Des règles juridiques nationales et internationales encadrent étroitement la conduite des expérimentations chez l’homme, mais le respect de ces règles ne peut à lui seul garantir l’acceptabilité d’un projet de recherche : un questionnement éthique est nécessaire avant la mise en œuvre de chaque projet de recherche conduit chez l’homme. C’est pour cette raison que tout projet de recherche conduit chez l’homme doit recevoir l’avis d’un comité d’éthique de la recherche (CER), avant sa mise en œuvre.

Pourquoi une évaluation éthique des projets de recherche ? Bref historique de l’élaboration des normes

Du code de Nuremberg à la création des IRB aux Etats-Unis

A Nuremberg, en décembre 1946, s’ouvre le procès des médecins accusés d’avoir participer à l'organisation ou à la réalisation d'expérimentations sur des êtres humains sous le régime nazi. Le jugement rendu en août 1947 contient une liste de dix critères, connue sous le nom de code de Nuremberg, et utilisée par le tribunal pour juger du caractère licite ou non des expérimentations menées sur des êtres humains. C’est la première synthèse à valeur internationale des règles fondamentales à respecter dans le cadre de recherches conduites chez l’homme. L’article 1 concerne le consentement volontaire à la recherche, après information.

En 1964, l’Association médicale mondiale publie la déclaration d’Helsinki, dont la dernière version date de 2013. La déclaration précise que les protocoles de recherche pratiqués sur l’être humain doivent être soumis à l’avis d’un comité d’éthique de la recherche (CER) préalablement à leur réalisation.

En 1974, aux Etats-Unis, la révélation de recherches manifestement non éthiques menées chez l’homme aboutissent au National Research Act, loi fédérale sur la recherche médicale. Celle-ci conduit en particulier à la création des Institutional Review Board (IRB) modernes, des CER placé sous le contrôle de l’Office of Human Research Protections (OHRP).

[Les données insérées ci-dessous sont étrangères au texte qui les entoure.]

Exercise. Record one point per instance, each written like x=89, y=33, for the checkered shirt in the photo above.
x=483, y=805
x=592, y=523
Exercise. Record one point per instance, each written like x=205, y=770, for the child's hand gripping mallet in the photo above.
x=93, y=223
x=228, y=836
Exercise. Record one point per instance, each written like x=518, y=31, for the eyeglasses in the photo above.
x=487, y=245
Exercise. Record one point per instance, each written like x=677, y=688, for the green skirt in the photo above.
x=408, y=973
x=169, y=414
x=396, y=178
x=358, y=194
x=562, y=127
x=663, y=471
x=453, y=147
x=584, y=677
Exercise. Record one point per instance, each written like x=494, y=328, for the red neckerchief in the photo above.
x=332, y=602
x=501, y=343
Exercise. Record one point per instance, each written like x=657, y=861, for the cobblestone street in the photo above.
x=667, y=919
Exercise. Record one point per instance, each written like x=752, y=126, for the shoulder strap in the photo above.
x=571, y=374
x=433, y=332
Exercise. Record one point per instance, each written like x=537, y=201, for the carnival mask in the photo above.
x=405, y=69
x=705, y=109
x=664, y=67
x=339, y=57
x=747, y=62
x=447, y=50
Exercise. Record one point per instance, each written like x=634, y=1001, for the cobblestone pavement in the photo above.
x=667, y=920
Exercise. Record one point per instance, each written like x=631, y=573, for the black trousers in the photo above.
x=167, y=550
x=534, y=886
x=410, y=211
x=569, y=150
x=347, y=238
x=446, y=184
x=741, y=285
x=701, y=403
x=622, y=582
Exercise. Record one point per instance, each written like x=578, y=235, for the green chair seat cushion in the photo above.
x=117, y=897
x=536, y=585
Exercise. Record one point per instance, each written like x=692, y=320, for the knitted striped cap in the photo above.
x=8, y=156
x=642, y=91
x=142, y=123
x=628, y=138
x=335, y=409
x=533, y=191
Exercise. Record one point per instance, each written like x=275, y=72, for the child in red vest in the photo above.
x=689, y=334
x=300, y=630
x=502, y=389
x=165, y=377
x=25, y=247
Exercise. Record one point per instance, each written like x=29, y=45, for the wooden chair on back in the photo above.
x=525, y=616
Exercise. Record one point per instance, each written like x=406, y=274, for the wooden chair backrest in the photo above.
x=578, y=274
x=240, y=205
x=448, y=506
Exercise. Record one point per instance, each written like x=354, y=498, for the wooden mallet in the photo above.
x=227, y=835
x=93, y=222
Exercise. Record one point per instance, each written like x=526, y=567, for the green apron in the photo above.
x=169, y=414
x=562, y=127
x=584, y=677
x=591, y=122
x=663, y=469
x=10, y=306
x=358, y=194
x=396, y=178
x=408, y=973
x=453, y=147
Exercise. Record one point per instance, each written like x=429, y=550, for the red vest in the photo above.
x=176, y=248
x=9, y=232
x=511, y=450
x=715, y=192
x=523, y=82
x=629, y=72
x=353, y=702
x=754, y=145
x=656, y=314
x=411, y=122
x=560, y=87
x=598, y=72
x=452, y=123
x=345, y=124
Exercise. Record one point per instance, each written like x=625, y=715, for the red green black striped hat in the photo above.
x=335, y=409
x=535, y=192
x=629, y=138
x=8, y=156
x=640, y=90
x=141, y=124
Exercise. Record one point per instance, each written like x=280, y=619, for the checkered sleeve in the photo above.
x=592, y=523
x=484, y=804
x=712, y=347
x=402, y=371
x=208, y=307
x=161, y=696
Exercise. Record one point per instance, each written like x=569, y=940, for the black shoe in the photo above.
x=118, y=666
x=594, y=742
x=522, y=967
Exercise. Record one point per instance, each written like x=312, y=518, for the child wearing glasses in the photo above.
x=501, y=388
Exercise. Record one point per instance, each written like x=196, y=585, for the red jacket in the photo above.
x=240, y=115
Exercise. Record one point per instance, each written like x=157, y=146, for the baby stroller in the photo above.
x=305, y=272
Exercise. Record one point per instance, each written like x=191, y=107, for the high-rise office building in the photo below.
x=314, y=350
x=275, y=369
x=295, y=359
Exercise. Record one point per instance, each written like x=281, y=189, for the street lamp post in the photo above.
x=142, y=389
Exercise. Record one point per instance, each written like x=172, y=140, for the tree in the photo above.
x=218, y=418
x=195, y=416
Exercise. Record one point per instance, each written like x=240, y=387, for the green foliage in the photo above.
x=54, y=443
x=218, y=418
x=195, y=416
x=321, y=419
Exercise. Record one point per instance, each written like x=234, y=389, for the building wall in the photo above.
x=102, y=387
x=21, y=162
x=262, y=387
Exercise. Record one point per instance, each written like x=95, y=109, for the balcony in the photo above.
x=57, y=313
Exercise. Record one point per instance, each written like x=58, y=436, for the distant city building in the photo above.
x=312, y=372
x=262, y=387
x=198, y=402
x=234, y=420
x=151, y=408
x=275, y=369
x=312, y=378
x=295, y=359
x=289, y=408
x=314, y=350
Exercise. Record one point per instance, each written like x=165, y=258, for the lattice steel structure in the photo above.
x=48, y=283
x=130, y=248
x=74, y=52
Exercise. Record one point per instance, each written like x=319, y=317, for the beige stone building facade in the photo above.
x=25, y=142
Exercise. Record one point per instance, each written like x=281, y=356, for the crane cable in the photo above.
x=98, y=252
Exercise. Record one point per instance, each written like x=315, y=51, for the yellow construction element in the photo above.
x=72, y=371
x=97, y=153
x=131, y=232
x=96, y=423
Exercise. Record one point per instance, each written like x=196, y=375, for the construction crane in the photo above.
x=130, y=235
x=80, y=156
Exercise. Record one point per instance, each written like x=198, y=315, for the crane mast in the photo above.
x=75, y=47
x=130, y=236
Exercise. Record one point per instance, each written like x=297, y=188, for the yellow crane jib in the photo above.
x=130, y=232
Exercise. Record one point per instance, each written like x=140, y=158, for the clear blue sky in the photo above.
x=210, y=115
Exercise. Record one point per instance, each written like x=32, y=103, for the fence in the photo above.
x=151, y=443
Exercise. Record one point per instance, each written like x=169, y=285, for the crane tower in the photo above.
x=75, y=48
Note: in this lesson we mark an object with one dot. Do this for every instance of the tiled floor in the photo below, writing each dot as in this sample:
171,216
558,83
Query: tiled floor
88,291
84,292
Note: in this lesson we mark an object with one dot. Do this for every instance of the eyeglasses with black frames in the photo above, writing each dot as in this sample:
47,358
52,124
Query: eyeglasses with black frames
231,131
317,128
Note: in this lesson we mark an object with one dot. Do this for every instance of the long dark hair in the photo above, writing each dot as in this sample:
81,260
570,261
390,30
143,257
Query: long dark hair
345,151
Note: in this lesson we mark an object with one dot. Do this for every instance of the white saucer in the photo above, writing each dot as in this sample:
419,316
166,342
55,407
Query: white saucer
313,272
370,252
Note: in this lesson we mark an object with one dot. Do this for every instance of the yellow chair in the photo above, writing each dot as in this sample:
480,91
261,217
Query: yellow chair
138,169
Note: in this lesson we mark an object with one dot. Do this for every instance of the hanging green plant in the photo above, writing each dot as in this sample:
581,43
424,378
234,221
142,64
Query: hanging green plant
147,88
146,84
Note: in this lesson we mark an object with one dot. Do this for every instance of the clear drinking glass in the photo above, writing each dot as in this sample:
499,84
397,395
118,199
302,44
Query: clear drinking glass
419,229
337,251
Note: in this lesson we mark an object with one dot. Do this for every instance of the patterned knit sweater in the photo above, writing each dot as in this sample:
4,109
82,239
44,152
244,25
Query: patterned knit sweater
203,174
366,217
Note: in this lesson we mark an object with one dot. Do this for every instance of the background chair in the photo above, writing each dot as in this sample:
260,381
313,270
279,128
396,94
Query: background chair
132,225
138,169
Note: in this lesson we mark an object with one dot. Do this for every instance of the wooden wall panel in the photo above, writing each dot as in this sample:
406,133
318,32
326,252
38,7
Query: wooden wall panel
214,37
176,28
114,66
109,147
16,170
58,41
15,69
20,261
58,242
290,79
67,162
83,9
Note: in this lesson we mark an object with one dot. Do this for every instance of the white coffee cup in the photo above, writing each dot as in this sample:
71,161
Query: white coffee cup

A la fin des années 70, l’International Committee of Medical Journal Editors se réunit à Vancouver et établit des recommandations pour la soumission des manuscrits pour publication : elles soulignent notamment la nécessité pour les chercheurs de demander un avis éthique à un CER avant la mise en œuvre de toute recherche impliquant l’être humain, qu’il s’agisse de recherche médicale ou en sciences humaines et sociales. Depuis, le nombre de revues adhérant à l’ICMJE ne cesse de croître.

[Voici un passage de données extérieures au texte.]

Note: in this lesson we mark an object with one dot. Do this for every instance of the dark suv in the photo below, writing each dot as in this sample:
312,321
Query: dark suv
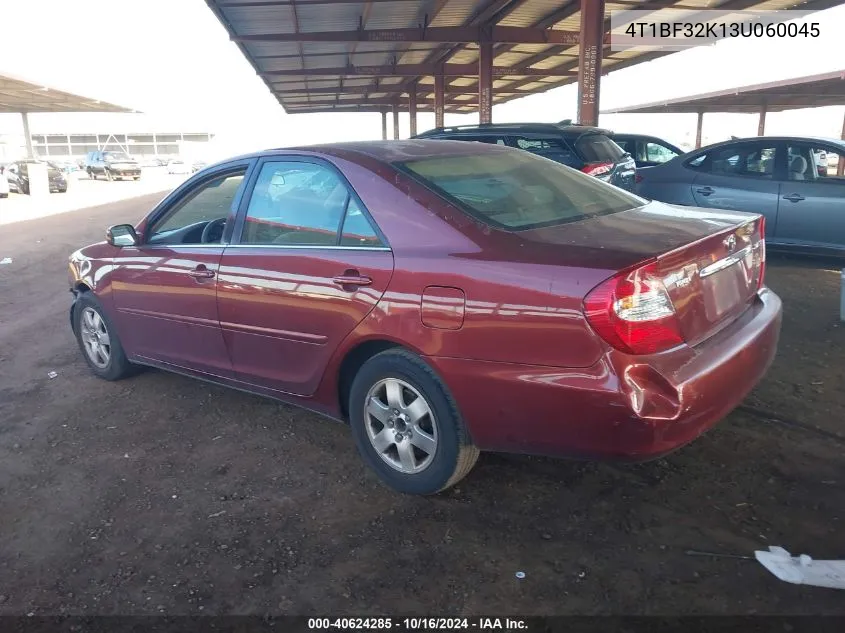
111,165
589,149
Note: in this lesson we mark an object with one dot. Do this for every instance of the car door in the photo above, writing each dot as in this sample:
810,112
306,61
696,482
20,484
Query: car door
307,265
811,205
165,289
738,176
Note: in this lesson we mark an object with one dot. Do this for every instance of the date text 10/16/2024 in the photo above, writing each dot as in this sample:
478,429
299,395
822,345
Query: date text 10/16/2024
416,624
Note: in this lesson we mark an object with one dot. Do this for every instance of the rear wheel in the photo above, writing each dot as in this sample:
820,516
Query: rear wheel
98,340
406,425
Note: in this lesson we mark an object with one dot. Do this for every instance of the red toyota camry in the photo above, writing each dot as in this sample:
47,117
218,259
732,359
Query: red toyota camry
443,298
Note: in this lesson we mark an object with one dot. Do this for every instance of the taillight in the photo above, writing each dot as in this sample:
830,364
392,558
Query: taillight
633,312
597,169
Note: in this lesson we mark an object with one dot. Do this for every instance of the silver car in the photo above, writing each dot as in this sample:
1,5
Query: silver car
780,177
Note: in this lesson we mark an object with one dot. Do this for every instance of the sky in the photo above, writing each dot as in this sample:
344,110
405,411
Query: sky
173,60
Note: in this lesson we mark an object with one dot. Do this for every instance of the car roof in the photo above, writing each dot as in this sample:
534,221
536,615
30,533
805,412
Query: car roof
516,128
385,151
778,139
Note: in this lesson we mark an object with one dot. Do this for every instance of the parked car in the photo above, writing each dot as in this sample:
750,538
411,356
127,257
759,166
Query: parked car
775,176
441,297
112,165
17,174
4,183
647,151
587,149
178,167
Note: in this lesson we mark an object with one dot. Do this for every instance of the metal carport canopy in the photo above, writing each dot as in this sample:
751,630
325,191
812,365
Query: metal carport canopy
22,95
25,96
440,55
812,91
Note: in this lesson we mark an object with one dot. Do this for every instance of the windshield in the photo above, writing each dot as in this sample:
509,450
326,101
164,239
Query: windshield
598,148
518,190
115,156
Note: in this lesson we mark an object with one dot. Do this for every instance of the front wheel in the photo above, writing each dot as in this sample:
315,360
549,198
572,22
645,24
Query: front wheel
406,425
98,340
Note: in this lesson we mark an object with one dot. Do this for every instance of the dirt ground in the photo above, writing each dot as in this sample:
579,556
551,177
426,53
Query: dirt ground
161,494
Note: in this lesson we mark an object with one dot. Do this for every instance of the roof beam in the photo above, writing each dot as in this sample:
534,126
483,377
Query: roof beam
422,89
289,3
447,34
416,70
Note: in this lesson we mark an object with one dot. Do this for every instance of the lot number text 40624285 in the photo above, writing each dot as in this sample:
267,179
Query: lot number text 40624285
417,624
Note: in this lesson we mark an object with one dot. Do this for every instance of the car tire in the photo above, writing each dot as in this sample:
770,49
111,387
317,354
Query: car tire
434,450
90,322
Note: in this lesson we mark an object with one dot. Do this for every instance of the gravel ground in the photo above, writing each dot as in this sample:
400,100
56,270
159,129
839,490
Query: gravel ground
161,494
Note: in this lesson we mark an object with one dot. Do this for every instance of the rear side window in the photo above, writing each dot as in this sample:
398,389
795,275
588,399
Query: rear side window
598,148
492,140
555,149
518,190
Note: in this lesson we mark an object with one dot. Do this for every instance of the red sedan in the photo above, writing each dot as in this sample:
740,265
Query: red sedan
443,298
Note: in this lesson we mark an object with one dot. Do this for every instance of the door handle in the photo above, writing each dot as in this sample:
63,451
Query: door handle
201,272
352,278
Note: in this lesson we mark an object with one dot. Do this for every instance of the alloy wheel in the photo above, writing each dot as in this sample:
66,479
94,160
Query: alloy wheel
95,337
400,425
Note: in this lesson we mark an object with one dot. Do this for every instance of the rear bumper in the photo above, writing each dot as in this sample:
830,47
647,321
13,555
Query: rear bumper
623,407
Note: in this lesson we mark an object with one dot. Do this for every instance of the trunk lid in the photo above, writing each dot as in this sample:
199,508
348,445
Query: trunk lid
714,280
710,261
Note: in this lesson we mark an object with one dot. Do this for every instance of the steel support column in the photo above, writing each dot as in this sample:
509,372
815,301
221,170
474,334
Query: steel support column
412,108
698,130
485,82
30,153
439,99
590,55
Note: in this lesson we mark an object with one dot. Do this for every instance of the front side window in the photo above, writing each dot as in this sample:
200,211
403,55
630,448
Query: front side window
210,201
750,161
814,163
598,148
296,203
657,153
518,190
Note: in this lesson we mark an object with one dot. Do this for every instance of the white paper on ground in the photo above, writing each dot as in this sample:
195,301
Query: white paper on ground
803,570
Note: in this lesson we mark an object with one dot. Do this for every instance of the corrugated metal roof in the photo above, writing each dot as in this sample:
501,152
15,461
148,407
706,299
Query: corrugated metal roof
827,89
18,94
332,75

La réglementation de la recherche chez l’homme en France

En 1988, La loi Huriet-Sérusclat est la première en France à encadrer l’autorisation des essais biomédicaux sur l’être humain. Elle crée pour cela des CER, les comités consultatifs de protection des personnes dans la recherche biomédicale (CCPPRB), qui deviendront les comités de protection des personnes (CPP) en 2004.

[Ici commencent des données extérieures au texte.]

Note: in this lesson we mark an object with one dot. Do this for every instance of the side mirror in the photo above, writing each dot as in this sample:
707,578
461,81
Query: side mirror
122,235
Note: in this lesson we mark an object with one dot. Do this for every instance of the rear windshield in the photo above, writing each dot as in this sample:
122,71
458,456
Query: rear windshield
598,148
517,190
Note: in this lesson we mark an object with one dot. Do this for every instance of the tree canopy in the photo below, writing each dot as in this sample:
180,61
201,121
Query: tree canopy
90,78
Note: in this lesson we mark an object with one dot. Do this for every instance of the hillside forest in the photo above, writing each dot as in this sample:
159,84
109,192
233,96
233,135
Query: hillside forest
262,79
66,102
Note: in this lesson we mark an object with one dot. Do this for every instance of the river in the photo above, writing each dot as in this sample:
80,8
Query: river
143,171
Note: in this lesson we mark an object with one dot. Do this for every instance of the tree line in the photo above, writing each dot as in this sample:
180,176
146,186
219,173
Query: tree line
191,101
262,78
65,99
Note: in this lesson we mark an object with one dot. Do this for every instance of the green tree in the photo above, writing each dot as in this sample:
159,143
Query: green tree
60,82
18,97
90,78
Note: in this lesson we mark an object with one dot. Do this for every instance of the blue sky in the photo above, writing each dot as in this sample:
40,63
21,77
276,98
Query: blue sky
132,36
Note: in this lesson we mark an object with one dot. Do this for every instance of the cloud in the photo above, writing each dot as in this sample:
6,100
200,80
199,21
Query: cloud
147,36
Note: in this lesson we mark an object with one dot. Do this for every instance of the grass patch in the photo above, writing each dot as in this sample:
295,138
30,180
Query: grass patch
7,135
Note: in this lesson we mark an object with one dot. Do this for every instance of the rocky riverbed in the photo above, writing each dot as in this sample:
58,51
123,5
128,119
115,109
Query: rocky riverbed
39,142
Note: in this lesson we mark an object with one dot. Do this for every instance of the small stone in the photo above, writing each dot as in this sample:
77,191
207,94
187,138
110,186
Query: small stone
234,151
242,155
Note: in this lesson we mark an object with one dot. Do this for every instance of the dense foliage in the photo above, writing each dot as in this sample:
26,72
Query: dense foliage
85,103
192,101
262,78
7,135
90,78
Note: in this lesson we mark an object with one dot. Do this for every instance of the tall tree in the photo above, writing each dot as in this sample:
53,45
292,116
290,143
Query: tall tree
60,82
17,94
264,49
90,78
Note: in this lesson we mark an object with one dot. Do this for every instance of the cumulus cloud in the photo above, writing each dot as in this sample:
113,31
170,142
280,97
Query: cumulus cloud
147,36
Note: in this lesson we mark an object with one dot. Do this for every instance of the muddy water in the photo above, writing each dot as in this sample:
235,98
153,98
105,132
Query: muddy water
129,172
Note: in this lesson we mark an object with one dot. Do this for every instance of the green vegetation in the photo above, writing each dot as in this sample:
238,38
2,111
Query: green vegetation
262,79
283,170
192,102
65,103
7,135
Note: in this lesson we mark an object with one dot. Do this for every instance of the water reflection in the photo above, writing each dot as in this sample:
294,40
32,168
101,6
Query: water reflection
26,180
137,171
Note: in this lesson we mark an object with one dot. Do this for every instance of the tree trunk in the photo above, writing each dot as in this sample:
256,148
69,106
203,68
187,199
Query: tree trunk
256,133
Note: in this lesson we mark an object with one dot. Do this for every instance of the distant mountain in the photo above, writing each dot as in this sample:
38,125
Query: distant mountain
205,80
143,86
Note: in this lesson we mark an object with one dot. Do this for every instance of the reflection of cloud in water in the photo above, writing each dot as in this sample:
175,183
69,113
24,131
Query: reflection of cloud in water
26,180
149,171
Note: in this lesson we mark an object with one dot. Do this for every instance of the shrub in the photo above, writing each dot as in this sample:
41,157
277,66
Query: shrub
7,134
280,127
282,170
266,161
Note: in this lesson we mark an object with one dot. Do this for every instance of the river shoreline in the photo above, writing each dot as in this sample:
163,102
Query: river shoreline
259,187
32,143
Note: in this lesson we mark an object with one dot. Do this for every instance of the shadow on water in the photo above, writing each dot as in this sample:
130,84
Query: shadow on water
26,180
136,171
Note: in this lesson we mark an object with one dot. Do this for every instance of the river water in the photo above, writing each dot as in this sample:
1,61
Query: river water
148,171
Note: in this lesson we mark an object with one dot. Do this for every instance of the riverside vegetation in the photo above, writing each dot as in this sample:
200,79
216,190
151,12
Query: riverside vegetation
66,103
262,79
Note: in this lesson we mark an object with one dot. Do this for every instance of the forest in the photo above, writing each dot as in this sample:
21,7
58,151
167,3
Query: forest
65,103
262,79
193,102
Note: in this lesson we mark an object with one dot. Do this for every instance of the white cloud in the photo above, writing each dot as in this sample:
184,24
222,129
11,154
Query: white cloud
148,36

Aujourd’hui, les textes juridiques et éthiques intéressant la recherche en santé sont l’objet d’un grand bouleversement. À l’échelle européenne, le règlement UE n° 536/2014 du 16 avril 2014, relatif aux essais cliniques de médicaments à usage humain entre en vigueur et modifie directement les règles nationales. Parallèlement, le règlement UE 2016/679 du 27 avril 2016, relatif à la protection des personnes physiques à l'égard du traitement des données à caractère personnel vient impacter la loi CNIL de 1978. À l’échelle nationale, l’incorporation des dispositions européennes et la nécessité de faire entrer en vigueur la loi Jardé du 5 mars 2012 ont donné lieu à de nombreux textes législatifs et réglementaires (ordonnances, décrets et arrêtés) qui modifient considérablement le paysage normatif français et, notamment, les procédures d’autorisation des recherches.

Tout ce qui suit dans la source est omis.